Recently I had a pleasant dinner with a long-time friend.  As we sat, we looked through an exhibit catalog of student work, the work being paintings in the Chinese manner.

There were two styles — the spontaneous, which was largely black and white or with sometimes minimal added color, and the elaborate, which often utilized very striking and brilliant colors.  We discussed which were good, which were not so good, and why.

It was obvious that we had to use different criteria for the different styles.  In the spontaneous style, one looks for strength and fluidity and movement in brush strokes.  But in the elaborate style, one must be more careful, because the eye is automatically drawn by the bright colors, and line becomes more formal.  A slight error, and the painting degenerates into stiffness and garishness.  In such paintings, one not only looks for the absence of flatness in color, but one also looks for “life” in the eye of a parrot, in the turn of head and lift of leg of a rooster.

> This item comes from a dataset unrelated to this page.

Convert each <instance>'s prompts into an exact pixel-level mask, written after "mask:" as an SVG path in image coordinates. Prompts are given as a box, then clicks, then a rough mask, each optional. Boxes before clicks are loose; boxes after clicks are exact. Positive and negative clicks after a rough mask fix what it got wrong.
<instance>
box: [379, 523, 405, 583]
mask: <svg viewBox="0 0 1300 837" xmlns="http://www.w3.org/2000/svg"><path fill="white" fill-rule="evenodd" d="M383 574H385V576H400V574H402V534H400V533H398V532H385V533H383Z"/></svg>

In a way, the two styles of painting are somewhat like Western poetry compared to hokku.  Just as in the elaborate style the eye can be misled by the brilliance of color, in poetry one can be led astray by clever phrasing and the flash of unusual wording.  But one must look beyond and through these, at the “eye” of the poem, to see if it contains the glint of life, or if its elements are merely assembled and stuck on, like cut-out photos pasted into a collage.

In hokku, however, we are looking at the bare bones, like the rocks of a stony mountain, or the rush of a mountain rivulet.  It is all in the elements and in the movement, all in the immediate experience, and if a hokku fails in that, it fails as miserably as a painting with crudity and awkwardness of line.